= Ecuadorian Civil War of 1932 =

The Ecuadorian Civil War was a war fought in August 1932 between supporters and opponents of president Isidro Ayora.

==Background==
In the aftermath of the Wall Street crash of 1929, Ecuadorian cacao exports dropped dramatically. Widespread unemployment and poor living conditions led to the unopposed military coup of 1931, effectively ending the rule of president Isidro Ayora. Supported by the far-right, lower class movement of Compactación Obrera Nacional, Neptalí Bonifaz Ascázubi became the Ecuadorian president.

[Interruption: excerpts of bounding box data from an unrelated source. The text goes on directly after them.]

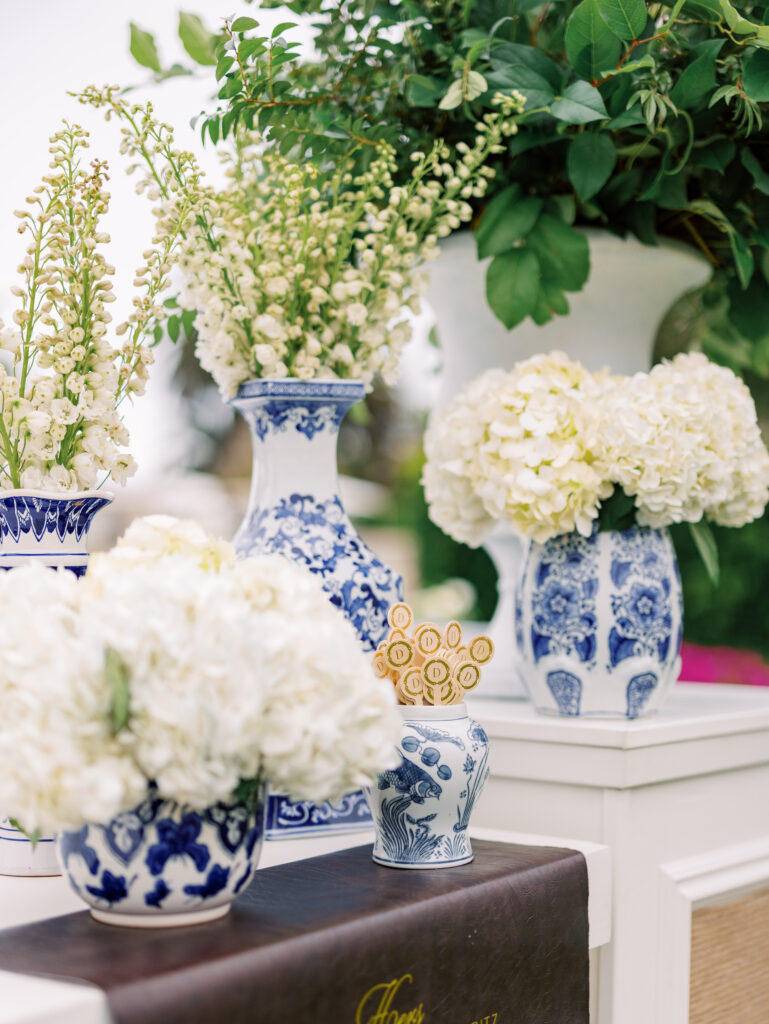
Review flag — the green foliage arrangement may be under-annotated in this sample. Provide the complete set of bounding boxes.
[132,0,769,373]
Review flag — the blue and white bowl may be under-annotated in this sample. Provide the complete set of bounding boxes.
[57,787,264,928]
[515,526,683,719]
[368,703,488,867]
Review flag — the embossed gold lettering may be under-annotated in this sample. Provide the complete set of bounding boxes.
[355,974,425,1024]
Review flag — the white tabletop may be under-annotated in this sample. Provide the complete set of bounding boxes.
[0,828,611,1024]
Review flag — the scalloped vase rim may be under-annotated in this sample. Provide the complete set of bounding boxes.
[0,487,115,502]
[227,377,366,404]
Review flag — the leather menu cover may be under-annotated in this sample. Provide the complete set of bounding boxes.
[0,841,589,1024]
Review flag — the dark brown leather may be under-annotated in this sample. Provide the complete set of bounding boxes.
[0,842,588,1024]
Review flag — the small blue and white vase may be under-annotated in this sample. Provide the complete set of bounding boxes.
[0,490,113,876]
[369,703,488,868]
[516,526,683,719]
[56,785,265,928]
[231,378,402,839]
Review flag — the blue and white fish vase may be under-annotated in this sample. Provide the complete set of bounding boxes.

In August 1932, a variety of liberal and leftist Congress members blocked Bonifaz's assumption of power, thus starting the war.

==Civil war==
A four-day conflict ensued. The Quito garrison, supported by pro presidential paramilitaries succeeded in suspending the work of the Congress. Despite the initial success, Bonifaz failed to remain in power, as the majority of the armed forces stationed in Quito avoided any involvement in the conflict. Aided by provincial regiments, the anti-presidential paramilitaries later restored the Congress into power, ending Bonifaz's reign. Over 2,000 people were killed in the fighting.

==In popular culture==
Experiences related to the Ecuadorian civil war have inspired a large number of Oswaldo Guayasamín's early works, including "Los Niños Muertos".